Народный Пётр. Полное собрание анекдотов и сказаний о Петре Великом | страница 3
Так что нынешний анекдот, напяливший на себя шутовской колпак, был прежде вполне почтенным созданием. Человеческая память, подобно морской раковине, хранила и обкатывала песчинку события, пока она не становилась подлинной жемчужиной, обретала прочнось и цену предания.
Впрочем, когда я говорил, что сегодня невозможно прочитать что-нибудь в жанре литературного исторического анекдота, я был не совсем прав. В этом жанре пробовали себя известный поэт и создатель бесценных документальных книг Феликс Чуев и литератор Светлана Светигор. Это говорит о живучести семени, посеянного Иваном Голиковым.
Белинский написал о нём: «Явись Голиков у англичан, французов, немцев, не было бы конца толкам о нём, не было бы счёта его биографиям». Счёта его биографиям нет до сей поры, потому что нет и самих биографий. Потому тут надо бы сказать о нём подробней.
Русская даровитая натура всегда деликатна. Это принимается за слабость. Творческая робость перед чистым листом бумаги – за недостаток дарования. Уважение к слову – за отсутствие живости.
Голиков уважал литературное слово до самоуничижения. Его восторг перед типографским шрифтом был почти детским. Но это только говорит о его здоровой неиспорченной сути. Это мы теперь знаем, что напечатанное слово в большинстве случаев покрывает ложь. И как не позавидовать счастью того читателя, который верил когда-то в святость печатного слова. Таким читателем был Иван Голиков. И потому ему надо было долго принуждать себя, чтобы сделать решительный шаг в литературу.
Он долго готовился к этому. Сделал его, когда исполнилось ему уже пятьдесят три года. Похоже, им до того была накоплена некая критическая творческая масса, которая просто взорвалась. Повторю, за семь лет – тридцать объёмистых томов. Мог ли что-нибудь подобное вообразить себе тогдашний Гиннес, если бы он был уже?
Творческий человек постоянно голоден на успех. Голикова эти годы насытили полным и чрезвычайным признанием.

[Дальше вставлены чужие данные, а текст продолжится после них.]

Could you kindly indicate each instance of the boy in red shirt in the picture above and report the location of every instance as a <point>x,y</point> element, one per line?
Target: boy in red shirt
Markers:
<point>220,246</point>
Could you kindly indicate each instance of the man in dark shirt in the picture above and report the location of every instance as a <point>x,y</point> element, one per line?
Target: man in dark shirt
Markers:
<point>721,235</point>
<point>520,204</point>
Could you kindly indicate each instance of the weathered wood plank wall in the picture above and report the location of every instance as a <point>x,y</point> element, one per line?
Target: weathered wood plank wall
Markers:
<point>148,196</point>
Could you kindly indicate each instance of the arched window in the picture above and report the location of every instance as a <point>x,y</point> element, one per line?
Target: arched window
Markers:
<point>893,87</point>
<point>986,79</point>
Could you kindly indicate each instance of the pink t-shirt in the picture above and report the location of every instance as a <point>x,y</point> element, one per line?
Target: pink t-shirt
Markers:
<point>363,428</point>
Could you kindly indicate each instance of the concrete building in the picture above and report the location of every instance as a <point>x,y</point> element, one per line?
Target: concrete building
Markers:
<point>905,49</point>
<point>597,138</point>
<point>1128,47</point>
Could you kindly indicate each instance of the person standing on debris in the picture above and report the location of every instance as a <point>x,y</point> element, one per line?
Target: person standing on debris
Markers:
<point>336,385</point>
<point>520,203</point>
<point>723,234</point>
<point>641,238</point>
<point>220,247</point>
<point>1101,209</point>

Думаю, он сильно тешил своё авторское самолюбие, когда писал слова в одном из предисловий к очередному своему тому: «Книга моя по счастию толико полюбилась обществу, что ни одна ещё так скоро не раскупалась, как моя, и, сколько мне известно, то весьма ещё недоставало оныя к удовольствию всех».
Андрей Болотов, человек-инструмент, некая божья дудка, через которую пропела себя та эпоха, назвал чтение книг Голикова «весёлым». Это не потому, что книги были смешны. Это потому, что они и тогда и до сей поры, дают нам редкое теперь наслаждение быть читателем.